Atualizado em 04/10/2024  |  por Equipe OICS

Por um lado, alagamentos devastadores que arrasam casas e causam tragédias. Por outro, queimadas que encobrem o céu com uma espessa fumaça. Estes são os dois lados da moeda das mudanças climáticas no Brasil, um país que enfrenta extremos climáticos de forma cada vez mais pronunciada. Em 2024, o Brasil vive um momento crítico, com a pior seca da história e um aumento alarmante nas queimadas, enquanto o sul do país ainda se recupera dos desastres de alagamentos do início do ano.

Incêndios florestais e dados que assustam

Em 2024, o Brasil se aproxima da marca de 160 mil focos de incêndio, um aumento de 104% em relação ao mesmo período do ano passado, segundo o Instituto Nacional de Pesquisa e Espaciais (INPE). Aproximadamente 30 mil focos de incêndio foram registrados desde o início de setembro. Mais de 5 milhões e 700 mil hectares foram queimados apenas nos primeiros sete meses do ano, representando um crescimento de 92% comparado a 2023. 

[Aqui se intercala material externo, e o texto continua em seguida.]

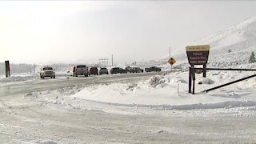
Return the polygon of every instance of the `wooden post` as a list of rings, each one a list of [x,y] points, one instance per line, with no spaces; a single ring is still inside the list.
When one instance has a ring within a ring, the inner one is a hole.
[[[189,93],[191,93],[191,79],[192,79],[192,78],[191,78],[191,74],[192,74],[192,72],[191,72],[191,70],[192,70],[192,68],[191,67],[190,67],[190,70],[189,70]]]
[[[206,65],[202,66],[202,77],[206,78]]]
[[[9,61],[6,61],[6,77],[10,77]]]
[[[192,68],[192,79],[193,79],[193,91],[192,91],[192,94],[194,94],[195,74],[194,74],[194,68]]]

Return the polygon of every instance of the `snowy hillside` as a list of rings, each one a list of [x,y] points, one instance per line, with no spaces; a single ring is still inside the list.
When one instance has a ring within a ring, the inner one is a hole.
[[[249,63],[251,52],[256,51],[256,16],[189,45],[210,46],[209,67],[241,67],[240,65]],[[189,66],[185,47],[174,56],[177,67]],[[162,61],[166,62],[166,59]],[[166,64],[163,67],[170,67],[170,65]]]

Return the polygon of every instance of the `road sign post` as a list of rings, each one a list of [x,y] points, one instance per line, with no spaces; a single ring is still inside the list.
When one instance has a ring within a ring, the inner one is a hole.
[[[6,61],[6,77],[10,77],[9,61]]]
[[[206,64],[210,51],[209,45],[188,46],[186,47],[186,55],[190,65],[189,72],[189,93],[194,94],[195,70],[194,65],[202,65],[202,77],[206,77]],[[192,83],[193,80],[193,83]],[[193,86],[192,86],[193,85]],[[193,86],[193,87],[192,87]],[[193,90],[191,90],[193,89]]]
[[[169,58],[168,63],[170,65],[170,71],[173,71],[173,65],[176,62],[176,60],[173,58]]]

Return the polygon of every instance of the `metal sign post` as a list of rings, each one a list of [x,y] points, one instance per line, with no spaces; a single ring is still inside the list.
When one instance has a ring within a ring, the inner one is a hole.
[[[6,77],[10,77],[9,61],[6,61]]]
[[[168,63],[170,65],[170,71],[173,71],[173,65],[176,62],[175,59],[173,58],[169,58]]]
[[[208,62],[208,56],[210,51],[209,45],[199,45],[199,46],[188,46],[186,47],[186,55],[190,65],[189,72],[189,93],[194,94],[194,83],[195,83],[195,70],[194,68],[194,65],[202,65],[202,77],[206,77],[206,64]],[[193,80],[193,83],[192,83]],[[193,84],[193,90],[192,88]]]

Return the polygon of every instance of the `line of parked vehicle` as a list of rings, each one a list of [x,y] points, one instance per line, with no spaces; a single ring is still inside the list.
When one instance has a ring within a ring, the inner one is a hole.
[[[161,68],[157,66],[151,66],[149,68],[145,68],[146,72],[160,72]],[[110,70],[111,74],[127,74],[127,73],[143,73],[144,70],[139,67],[130,67],[126,66],[125,69],[121,67],[113,67]],[[86,65],[78,65],[73,68],[73,77],[78,77],[78,75],[84,75],[88,77],[89,75],[101,75],[101,74],[109,74],[109,70],[106,67],[101,67],[100,70],[96,66],[88,67]],[[46,77],[50,77],[50,78],[55,78],[55,71],[50,66],[44,66],[40,70],[40,78],[45,78]]]

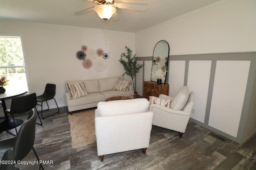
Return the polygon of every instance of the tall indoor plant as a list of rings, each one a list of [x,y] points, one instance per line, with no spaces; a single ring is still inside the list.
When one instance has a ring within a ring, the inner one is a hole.
[[[136,73],[143,67],[144,64],[138,64],[138,57],[136,54],[132,55],[132,51],[126,46],[125,48],[126,49],[126,53],[123,53],[121,54],[121,58],[119,61],[124,69],[125,72],[123,74],[123,75],[127,74],[130,76],[132,81],[134,81]],[[135,90],[134,83],[133,83],[133,89]]]
[[[5,89],[3,86],[8,84],[8,80],[7,79],[6,76],[2,76],[0,78],[0,93],[4,93],[5,92]]]

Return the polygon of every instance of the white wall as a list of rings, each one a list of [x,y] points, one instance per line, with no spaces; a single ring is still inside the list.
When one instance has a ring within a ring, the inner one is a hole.
[[[170,55],[256,51],[256,1],[233,0],[206,9],[136,33],[137,55],[152,56],[162,40]]]
[[[121,53],[126,51],[126,45],[135,50],[134,34],[108,30],[106,34],[106,43],[100,30],[0,20],[0,35],[22,36],[30,77],[30,92],[39,95],[43,93],[47,83],[56,84],[56,99],[59,106],[66,105],[66,81],[110,77],[124,73],[118,60]],[[82,45],[94,50],[102,48],[108,54],[105,70],[84,68],[76,57]],[[52,107],[54,102],[50,104]]]

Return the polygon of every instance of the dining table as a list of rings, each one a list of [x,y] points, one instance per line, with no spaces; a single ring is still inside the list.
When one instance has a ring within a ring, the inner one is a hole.
[[[26,93],[28,90],[25,89],[13,88],[6,87],[4,88],[6,91],[4,93],[0,94],[0,100],[2,101],[4,111],[7,110],[5,103],[5,99],[18,96]],[[7,113],[4,113],[4,118],[3,121],[0,122],[0,132],[3,131],[12,129],[18,127],[23,123],[23,120],[21,119],[14,119],[15,124],[12,119],[9,119]],[[0,119],[0,121],[1,119]]]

Atualmente, cerca de 60% do território brasileiro está coberto por fumaça proveniente de incêndios florestais, resultado de um número recorde de queimadas, principalmente na Amazônia. Os estados do Amazonas, Pará e Mato Grosso são os mais afetados. Além disso, a fumaça já está impactando a qualidade do ar em várias regiões, incluindo São Paulo, que se destacou como uma das cidades com a pior qualidade do ar do mundo.

Em Mato Grosso, por exemplo, o número de focos saltou de 1.400 em 2023 para quase 10.700 em 2024, um aumento de 646%. No Pará, o crescimento foi de 415%, passando de 1.200 para 6.200 focos de incêndio. A seca prolongada contribui para a gravidade da situação, com incêndios consumindo vastas áreas de vegetação nativa, como no Parque Nacional da Chapada dos Veadeiros, em Goiás, onde 10 mil hectares de cerrado foram devastados.

Meteorologistas alertam que a fuligem pode se espalhar ainda mais, atingindo até as capitais da Argentina e do Uruguai. O INPE destaca que a fumaça está se movendo também para áreas do interior de São Paulo, Goiás e Mato Grosso do Sul, aumentando os riscos de incêndios e complicações na saúde pública.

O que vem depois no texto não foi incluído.